Franklin Reick, founder of Fluoramics, is an avid inventor. His first laboratory, located under the front porch of his parents’ house, consisted of two concrete blocks with a board stretched lengthwise across the top. He was five years old.
Franklin graduated from Syracuse University in 1952 with an engineering degree. He entered the corporate world but his inventor’s spirit and distaste for the 8 to 5 office bureaucracy led him to leave the security of corporate life and focus on his true passion for inventing.
Franklin then struck out on his own and now has nearly 40 patents and inventions ranging from medical diagnostic instruments to ski wax to children’s toys and industrial lubricants.
In the mid-1960s, Franklin set out to develop a thread sealant that could be used in gaseous and liquid oxygen applications without plugging tiny instrument holes. The resulting product, Formula-8, is a highly-effective paste thread sealer that requires no curing time and can be used in hard-to-reach areas due to its thixotropic base that sheets into PFTE strings under the shear force of tightening a pipe fitting. With the creation of Formula-8, Fluoramics was born in 1967.
At this time, Franklin and his wife had three young boys. All of the boys helped out with the business, but the middle child, Gregg, showed an interest in Fluoramics from an early age, and graduated from Rutgers University with a degree in Chemical Engineering.
While the boys were growing up and helping with the business, Franklin kept working on new ideas. Fluoramics’ PTFE lubrication technology products sold under the Tufoil name are now used globally in industrial and consumer applications. The result of more than eight years of development, Tufoil came about as a result of Franklin’s secondary passion — flying airplanes.
“One day, in the mid 70s, I was flying down the corridor in New York City,” Franklin said, “I saw the crud coming up from the canyons and I figured I’d have to do something about that — the automobile exhaust. That’s what started the Tufoil project.”
Tufoil and the Tufoil product lines are used as general lubricants for a variety of purposes and in conjunction with other lubricants in gear boxes and engines to reduce friction, wear, noise, and operating temperatures to preserve and extend the lifespan of machinery.
It was tested by multiple groups, including the Canadian and U.S. governments and was discovered by the National Bureau of Standards to be the slipperiest substance in existence with a metal-to-metal coefficient of friction of .029. It was recognized in 1996 as the world’s “most efficient lubricant” by the Guinness Book of World Records — a title it still holds today.
By now the boys are grown and gone but Gregg, General Manager of a $60 million electronics manufacturing company, still served as a business advisor to Franklin.
Franklin wasn’t done inventing, however. In 2011, he was driving his car to work one day and when he tried to brake, the pedal went all the way to floor. He was able to safely maneuver to side of the road and learned from the repair shop that his brake lines had rusted completely through. He vowed to do something about that and spent the next two years on rust chemistry. The result was HinderRUST, Franklin’s answer to corrosion. HinderRUST is a solvent-free lubricant and rust inhibitor. What sets HinderRUST apart from its competitors is its ability to perform both of its functions while not containing any solvents.

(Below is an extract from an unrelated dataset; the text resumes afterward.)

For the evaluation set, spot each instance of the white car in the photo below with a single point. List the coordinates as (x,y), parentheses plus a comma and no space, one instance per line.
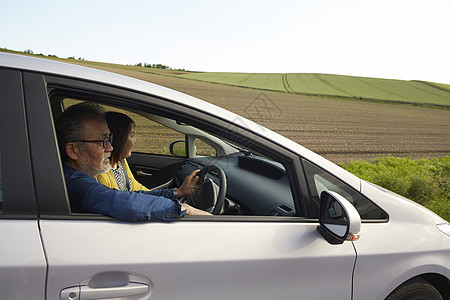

“In enclosed situations, you don’t want to be using solvents. You’ll blow yourself up,” Franklin said. “I made up my mind I wasn’t going to do that. I had a few goals in mind. First — it had to be the world’s best rust inhibitor. Two — it had to be a great lubricant. Third — it could contain no solvents.”
In 2015, Gregg joined forces with Fluoramics on the business side of the company, leaving Franklin to do what he does best — inventing.